On the island, Ben and his brothers find themselves without enough food and water provisions to survive for long. Scavenging for food, Dylan falls off a cliff during an attempt to obtain some hawk eggs, breaking his leg. Ben tries to perform emergency surgery, but botches the attempt, and the wound does not fully heal. Dylan develops an infection, compelling Ben to make a last-ditch effort to find help. He builds a makeshift raft out of the pieces of the dinghy and floats out to sea with the last of their food rations. Just as he begins to lose hope, he crosses paths with a boat. The passengers pull him aboard, and they search for the island where Dylan and Gerry lay in wait. They rescue Dylan in time to heal his infection. Miraculously, they reconnect with their father, who had, indeed, fallen off the boat and been adrift at sea for hours before being rescued.
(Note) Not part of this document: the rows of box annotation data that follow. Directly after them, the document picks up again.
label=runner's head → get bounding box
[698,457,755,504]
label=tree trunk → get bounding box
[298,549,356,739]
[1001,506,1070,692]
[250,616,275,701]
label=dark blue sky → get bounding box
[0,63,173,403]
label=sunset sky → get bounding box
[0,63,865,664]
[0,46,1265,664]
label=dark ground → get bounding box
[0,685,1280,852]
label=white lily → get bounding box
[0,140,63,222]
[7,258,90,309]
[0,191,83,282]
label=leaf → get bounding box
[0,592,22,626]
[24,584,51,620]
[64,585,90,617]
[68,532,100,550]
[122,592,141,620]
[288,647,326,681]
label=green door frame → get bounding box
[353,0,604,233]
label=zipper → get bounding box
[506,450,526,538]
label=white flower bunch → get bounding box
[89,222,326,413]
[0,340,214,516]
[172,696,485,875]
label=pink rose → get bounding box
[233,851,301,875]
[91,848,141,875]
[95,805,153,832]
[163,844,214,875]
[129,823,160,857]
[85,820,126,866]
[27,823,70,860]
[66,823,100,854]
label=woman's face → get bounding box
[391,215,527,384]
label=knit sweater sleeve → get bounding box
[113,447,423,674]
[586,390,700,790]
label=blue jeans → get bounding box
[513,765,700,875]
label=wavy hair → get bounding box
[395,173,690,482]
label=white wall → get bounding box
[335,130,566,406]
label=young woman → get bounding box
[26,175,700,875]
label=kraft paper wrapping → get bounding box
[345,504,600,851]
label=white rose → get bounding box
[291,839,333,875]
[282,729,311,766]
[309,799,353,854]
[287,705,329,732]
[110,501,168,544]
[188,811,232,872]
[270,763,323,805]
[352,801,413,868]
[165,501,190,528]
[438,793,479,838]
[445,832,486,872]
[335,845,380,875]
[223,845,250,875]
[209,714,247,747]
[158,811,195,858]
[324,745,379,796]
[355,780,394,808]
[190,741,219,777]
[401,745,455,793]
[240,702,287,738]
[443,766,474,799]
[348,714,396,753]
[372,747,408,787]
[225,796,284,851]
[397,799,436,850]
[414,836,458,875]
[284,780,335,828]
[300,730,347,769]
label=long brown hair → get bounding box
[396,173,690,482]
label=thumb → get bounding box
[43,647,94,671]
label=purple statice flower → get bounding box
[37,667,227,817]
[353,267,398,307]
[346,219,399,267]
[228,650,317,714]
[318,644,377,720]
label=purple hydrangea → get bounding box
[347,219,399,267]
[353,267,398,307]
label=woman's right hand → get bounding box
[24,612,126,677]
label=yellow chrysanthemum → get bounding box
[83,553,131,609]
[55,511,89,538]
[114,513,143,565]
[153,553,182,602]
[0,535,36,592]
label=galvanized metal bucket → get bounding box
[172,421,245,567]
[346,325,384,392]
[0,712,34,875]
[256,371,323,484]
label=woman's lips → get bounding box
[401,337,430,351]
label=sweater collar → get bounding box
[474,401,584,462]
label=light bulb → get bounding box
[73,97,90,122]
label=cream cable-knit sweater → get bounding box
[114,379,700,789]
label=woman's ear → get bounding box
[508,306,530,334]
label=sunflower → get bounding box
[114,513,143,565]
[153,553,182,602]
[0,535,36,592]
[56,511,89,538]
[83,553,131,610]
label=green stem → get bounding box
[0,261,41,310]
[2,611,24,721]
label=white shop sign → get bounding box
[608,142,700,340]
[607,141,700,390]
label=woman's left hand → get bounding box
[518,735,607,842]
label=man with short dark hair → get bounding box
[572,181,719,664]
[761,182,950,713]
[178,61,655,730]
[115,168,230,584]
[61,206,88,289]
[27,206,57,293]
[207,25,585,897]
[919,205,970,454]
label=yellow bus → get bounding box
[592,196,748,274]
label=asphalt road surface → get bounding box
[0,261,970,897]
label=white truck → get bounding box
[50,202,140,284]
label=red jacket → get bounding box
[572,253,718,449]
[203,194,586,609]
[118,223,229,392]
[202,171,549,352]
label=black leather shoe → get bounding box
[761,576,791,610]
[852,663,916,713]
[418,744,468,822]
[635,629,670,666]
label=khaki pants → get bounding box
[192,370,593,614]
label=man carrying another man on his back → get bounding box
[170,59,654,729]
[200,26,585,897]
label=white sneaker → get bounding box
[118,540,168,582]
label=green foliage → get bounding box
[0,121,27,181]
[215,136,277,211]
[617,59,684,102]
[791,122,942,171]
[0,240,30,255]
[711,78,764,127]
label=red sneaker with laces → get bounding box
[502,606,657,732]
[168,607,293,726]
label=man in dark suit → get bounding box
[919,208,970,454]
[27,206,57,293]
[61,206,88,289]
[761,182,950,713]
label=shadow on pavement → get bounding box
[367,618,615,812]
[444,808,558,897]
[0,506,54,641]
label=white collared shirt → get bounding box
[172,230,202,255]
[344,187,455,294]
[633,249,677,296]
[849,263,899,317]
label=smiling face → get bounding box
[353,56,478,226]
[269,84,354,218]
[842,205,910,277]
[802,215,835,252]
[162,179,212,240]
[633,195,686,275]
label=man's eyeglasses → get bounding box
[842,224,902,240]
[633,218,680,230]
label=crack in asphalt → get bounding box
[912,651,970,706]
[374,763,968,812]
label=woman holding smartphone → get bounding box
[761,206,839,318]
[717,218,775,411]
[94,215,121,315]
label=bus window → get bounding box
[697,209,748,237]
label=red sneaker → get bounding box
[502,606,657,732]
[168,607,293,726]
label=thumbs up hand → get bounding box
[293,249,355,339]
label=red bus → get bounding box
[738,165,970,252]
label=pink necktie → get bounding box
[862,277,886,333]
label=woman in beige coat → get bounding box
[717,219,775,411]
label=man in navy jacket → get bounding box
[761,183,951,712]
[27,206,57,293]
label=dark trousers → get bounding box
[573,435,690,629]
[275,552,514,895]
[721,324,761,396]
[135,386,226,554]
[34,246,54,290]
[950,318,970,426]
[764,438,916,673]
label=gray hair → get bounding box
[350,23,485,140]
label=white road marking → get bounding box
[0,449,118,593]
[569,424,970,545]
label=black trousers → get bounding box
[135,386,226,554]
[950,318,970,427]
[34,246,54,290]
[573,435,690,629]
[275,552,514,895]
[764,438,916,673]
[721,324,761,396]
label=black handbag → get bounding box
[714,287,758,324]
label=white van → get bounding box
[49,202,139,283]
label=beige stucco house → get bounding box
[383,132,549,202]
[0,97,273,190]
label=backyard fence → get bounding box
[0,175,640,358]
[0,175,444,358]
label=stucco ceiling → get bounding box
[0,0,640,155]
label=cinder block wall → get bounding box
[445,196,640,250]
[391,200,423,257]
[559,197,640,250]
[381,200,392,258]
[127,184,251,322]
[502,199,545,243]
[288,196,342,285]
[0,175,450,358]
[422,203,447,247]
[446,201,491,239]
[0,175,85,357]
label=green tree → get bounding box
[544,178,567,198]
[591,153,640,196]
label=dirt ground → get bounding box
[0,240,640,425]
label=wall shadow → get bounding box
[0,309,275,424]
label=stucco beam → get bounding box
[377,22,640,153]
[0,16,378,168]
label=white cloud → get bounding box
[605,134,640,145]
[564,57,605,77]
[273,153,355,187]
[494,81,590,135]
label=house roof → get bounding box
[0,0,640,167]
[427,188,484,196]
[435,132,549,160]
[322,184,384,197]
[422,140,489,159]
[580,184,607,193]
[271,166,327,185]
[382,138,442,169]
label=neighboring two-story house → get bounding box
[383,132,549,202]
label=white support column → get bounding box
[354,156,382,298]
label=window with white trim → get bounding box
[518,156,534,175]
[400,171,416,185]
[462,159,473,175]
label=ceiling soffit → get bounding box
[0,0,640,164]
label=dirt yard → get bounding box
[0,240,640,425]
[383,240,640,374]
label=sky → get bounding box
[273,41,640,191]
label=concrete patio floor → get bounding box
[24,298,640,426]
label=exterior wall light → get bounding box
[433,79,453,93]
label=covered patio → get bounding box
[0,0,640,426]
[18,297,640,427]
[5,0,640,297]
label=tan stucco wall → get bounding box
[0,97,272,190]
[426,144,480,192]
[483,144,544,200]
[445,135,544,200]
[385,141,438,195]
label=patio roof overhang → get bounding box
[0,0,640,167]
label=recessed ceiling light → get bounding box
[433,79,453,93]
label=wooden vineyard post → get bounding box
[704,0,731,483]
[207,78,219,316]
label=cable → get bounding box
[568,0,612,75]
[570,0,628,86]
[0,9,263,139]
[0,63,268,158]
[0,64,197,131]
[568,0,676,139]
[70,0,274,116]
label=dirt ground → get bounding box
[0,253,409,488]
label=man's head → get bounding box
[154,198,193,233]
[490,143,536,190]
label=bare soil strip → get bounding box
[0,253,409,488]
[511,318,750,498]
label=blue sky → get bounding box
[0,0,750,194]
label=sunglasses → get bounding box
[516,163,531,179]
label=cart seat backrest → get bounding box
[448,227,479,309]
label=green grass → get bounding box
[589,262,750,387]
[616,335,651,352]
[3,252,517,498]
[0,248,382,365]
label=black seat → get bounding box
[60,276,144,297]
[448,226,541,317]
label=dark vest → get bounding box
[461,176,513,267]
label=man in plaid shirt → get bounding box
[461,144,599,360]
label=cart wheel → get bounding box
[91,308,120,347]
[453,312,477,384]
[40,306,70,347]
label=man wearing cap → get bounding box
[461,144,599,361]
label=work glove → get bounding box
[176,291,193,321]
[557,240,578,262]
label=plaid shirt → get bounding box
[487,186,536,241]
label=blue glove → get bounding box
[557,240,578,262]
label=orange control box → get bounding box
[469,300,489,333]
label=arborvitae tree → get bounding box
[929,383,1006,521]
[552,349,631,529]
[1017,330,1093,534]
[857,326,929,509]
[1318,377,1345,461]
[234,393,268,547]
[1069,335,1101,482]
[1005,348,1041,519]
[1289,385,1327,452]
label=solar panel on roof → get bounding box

Ben feels little gratitude towards his father for bringing them on such a perilous journey. He nearly abandons the family altogether to get a job as a ship hand, refusing to board the flight back home. Just as they begin to drive away, he changes his mind and runs after them. The story ends an indefinite time later when the family buys a boat to sail on the lake near their home. The Great Wide Sea ends with this symbolic return to the boat where Ben and his brothers embarked on their journey to process their mother’s loss, suggesting that while grief may work its way permanently into one’s life, it need not be futile or endured alone.